Councils will need to recruit more adults’ social workers to deal with hundreds of thousands more assessments and reviews per year on the back of care funding reforms, the government has confirmed.
The additional assessments and reviews will be required from 2023-24 onwards when the government implements its cap on care costs and a more generous system of means-testing, bringing many more self-funders into local authority care and support.
In an impact assessment of the reforms published this week, the Department of Health and Social Care said it was working with the sector to understand how many additional practitioners would be required and how the impact of the reforms on the workforce could be mitigated.
But it stressed: “Additional social workers and back-office staff will…be required to meet an increased number of assessments.”
This reflects comments made previously by chief social worker for adults Lyn Romeo, while the DHSC has also confirmed that £500m allocated to the social care workforce from 2022-25 will be used, in part, to expand training routes into social work.
However, the impact assessment is the first quantification of the impact of the reforms on the demand for assessments, reviews and the case management of people needing care and support. This arises from:
- The need to assess and determine eligibility for anyone wanting to benefit from the £86,000 cap on personal care costs, in order to quantify the cost to them of meeting their needs. This would need to be set out in an “independent personal budget”, which would have to be reviewed each year.
- The increase in the upper capital limit for the social care means-test, making more people eligible for council-funded care.
- The full implementation of section 18(3) of the Care Act 2014, meaning self-funders can request their local authority meets their needs in a care home, necessitating assessment, planning and review for them.

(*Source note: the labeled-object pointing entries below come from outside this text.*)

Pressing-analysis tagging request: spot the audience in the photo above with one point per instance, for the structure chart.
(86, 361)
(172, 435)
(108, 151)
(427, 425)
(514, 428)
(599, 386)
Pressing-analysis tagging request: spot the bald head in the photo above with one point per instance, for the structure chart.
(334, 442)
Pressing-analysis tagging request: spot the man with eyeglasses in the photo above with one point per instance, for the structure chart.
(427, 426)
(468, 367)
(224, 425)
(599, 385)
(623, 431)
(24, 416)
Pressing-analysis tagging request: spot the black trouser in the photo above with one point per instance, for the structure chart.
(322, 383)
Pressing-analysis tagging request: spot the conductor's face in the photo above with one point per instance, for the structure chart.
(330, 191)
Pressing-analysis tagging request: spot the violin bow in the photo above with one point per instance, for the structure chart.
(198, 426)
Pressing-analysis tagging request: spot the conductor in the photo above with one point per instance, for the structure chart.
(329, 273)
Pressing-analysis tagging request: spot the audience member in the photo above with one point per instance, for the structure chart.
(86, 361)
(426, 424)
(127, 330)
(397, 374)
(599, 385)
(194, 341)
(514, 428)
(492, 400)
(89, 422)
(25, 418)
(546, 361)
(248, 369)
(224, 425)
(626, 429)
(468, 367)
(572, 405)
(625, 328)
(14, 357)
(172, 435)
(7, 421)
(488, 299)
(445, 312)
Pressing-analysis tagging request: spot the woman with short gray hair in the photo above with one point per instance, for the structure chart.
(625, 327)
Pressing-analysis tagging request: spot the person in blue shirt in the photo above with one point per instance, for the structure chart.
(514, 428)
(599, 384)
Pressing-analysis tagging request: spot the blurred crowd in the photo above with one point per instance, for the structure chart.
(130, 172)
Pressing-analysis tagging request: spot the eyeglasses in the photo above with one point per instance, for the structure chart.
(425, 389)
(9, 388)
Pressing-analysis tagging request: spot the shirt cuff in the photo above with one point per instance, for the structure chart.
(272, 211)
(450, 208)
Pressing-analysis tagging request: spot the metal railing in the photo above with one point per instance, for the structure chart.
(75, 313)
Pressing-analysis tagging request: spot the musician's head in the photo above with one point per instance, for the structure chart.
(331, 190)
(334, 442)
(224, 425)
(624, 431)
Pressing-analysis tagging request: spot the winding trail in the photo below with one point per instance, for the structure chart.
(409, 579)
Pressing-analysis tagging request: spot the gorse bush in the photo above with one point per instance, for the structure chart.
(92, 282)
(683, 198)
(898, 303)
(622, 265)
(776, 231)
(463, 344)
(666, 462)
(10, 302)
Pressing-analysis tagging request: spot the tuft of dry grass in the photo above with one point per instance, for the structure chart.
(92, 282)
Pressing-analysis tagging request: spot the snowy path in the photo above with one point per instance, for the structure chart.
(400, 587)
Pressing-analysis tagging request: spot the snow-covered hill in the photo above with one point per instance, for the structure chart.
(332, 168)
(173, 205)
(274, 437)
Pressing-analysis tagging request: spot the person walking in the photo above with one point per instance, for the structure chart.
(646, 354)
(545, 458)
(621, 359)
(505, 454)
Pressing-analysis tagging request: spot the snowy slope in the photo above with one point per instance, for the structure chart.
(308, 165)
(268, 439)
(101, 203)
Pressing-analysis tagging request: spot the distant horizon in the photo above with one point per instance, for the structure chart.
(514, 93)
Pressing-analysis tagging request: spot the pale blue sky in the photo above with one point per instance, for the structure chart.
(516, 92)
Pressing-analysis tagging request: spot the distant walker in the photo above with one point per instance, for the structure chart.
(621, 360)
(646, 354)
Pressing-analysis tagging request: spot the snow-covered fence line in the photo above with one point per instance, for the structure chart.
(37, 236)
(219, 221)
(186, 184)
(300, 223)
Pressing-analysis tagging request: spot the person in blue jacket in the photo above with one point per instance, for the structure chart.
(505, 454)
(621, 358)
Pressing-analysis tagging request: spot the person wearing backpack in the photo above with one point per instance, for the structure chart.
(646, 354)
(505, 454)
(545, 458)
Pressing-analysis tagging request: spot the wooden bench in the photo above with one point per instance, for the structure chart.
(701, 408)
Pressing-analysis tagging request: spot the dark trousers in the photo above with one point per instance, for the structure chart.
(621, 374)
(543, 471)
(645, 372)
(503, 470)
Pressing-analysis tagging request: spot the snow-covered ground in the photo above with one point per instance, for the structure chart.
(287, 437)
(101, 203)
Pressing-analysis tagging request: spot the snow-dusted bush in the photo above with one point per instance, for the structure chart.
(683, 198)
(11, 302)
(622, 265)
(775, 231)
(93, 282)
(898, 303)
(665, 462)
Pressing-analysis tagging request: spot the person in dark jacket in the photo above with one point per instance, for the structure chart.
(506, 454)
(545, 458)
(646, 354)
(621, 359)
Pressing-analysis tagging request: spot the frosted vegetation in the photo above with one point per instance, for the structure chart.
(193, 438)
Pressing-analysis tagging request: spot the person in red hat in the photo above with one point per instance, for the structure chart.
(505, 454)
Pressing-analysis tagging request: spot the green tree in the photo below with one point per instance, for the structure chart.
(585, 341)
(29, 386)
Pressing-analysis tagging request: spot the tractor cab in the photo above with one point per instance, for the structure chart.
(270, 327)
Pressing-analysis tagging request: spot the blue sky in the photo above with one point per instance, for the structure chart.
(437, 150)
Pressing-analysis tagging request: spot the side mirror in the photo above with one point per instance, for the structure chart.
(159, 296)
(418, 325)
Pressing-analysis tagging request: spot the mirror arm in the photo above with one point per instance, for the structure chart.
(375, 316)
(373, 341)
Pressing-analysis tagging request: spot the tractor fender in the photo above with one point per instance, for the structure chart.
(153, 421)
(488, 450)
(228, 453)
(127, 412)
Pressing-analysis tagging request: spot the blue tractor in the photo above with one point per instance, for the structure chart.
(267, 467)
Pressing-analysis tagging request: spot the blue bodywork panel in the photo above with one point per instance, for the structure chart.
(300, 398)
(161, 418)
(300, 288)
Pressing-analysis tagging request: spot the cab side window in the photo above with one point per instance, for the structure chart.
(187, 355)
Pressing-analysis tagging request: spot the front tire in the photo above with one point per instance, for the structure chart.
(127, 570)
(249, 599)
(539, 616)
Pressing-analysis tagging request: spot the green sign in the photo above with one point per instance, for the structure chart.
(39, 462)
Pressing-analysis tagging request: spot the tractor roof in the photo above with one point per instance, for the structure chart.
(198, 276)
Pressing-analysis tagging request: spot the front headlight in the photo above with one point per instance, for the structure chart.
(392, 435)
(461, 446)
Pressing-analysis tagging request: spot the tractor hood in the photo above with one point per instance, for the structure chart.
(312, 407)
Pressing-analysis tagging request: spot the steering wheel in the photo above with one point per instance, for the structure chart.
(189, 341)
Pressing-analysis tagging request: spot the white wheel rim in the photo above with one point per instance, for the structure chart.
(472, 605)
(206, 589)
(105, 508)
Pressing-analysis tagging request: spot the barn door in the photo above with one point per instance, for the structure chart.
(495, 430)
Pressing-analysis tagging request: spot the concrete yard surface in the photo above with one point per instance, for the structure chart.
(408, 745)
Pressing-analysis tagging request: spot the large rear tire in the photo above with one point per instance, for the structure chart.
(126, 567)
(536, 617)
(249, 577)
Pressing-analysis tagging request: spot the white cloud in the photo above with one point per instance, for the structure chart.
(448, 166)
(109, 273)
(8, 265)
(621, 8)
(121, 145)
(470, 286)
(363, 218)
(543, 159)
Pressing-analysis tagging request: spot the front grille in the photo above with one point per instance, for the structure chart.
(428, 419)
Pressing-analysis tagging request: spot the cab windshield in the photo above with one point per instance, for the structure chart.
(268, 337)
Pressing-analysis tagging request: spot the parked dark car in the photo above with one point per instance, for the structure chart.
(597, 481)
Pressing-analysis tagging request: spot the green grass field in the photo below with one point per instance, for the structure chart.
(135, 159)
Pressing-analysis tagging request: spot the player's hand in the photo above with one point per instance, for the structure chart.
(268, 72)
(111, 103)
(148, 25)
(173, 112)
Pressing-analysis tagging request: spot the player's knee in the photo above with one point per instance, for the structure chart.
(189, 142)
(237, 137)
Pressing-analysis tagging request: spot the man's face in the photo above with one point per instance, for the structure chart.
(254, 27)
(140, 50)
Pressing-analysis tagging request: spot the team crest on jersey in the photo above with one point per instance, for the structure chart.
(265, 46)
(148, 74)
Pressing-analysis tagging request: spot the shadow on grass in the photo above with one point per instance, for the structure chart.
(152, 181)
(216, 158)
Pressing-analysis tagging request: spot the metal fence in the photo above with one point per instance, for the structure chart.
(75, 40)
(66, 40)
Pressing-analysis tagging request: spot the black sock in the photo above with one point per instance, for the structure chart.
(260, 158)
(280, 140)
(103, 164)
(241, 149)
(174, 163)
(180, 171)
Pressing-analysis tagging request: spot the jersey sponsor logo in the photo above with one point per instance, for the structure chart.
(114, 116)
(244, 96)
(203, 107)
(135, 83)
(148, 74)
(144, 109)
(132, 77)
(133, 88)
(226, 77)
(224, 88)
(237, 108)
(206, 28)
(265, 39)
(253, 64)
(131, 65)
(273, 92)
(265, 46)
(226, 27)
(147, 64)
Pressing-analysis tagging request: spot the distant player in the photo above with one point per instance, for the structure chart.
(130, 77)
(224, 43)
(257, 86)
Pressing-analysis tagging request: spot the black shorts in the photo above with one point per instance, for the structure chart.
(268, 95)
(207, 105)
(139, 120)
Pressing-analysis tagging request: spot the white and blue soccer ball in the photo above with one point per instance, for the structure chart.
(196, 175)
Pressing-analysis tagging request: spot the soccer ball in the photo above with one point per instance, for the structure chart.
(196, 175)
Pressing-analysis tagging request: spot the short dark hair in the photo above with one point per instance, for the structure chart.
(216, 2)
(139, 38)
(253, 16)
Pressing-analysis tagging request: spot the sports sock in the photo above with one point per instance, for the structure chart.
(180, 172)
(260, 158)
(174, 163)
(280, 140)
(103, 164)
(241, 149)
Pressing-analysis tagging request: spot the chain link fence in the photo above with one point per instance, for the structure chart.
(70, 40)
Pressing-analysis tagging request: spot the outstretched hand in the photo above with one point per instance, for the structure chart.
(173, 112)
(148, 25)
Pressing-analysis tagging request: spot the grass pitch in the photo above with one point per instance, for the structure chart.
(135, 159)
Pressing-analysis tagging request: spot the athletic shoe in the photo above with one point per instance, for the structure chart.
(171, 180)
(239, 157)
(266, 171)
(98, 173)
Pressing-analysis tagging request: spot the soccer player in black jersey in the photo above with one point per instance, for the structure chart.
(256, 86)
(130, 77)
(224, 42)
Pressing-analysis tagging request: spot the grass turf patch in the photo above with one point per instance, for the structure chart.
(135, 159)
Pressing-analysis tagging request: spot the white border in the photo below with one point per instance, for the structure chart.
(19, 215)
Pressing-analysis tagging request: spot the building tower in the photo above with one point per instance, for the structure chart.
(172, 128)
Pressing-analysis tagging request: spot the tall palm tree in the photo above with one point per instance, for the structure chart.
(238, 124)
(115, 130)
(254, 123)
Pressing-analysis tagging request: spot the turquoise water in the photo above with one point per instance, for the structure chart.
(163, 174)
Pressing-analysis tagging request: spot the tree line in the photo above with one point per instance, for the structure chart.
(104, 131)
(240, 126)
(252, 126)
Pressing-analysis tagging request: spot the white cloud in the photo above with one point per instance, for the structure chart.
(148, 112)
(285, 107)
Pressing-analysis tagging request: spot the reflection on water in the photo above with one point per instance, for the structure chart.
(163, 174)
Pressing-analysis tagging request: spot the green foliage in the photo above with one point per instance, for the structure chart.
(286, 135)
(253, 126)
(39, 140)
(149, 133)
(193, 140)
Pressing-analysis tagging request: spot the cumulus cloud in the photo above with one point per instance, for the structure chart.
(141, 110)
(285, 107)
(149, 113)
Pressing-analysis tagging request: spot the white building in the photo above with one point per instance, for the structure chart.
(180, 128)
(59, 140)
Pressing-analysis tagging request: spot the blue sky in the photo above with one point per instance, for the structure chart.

The reforms will be implemented in 2023-24, with the cap and more generous means-test coming into force in October of 2023. Councils will be able to carry out assessments for self-funders wanting to take advantage of the cap in the six months prior to implementation.
Additional assessments carried out in 2023-24 will be met from £168m that will be allocated to councils to help implement the reforms. Thereafter, the DHSC estimated, additional assessments, reviews and case management will cost between £160m and £180m a year, with the vast majority of the cost concerning people aged over 65.
Hundreds of thousands more assessments
For that group, the impact assessment said that about 140,000 additional self-funders would require a review of their needs each year from 2024-25, with an average of 1.2 reviews carried out per person per year.
At the same time, a similar number of new self-funders would be assessed each year to be considered for the cap. The DHSC said it estimated 80% of eligible self-funders would come forward each year to be assessed, but an additional 16% of this total who were ineligible would also come forward and require an assessment.
Finally, 14-15,000 self-funders aged over 65 who needed “high-intensity domiciliary care” would receive case management support from local authority adults’ services.
Among those aged under 65, roughly 4,000 additional people would need assessment each year, with 17-19,000 needing review.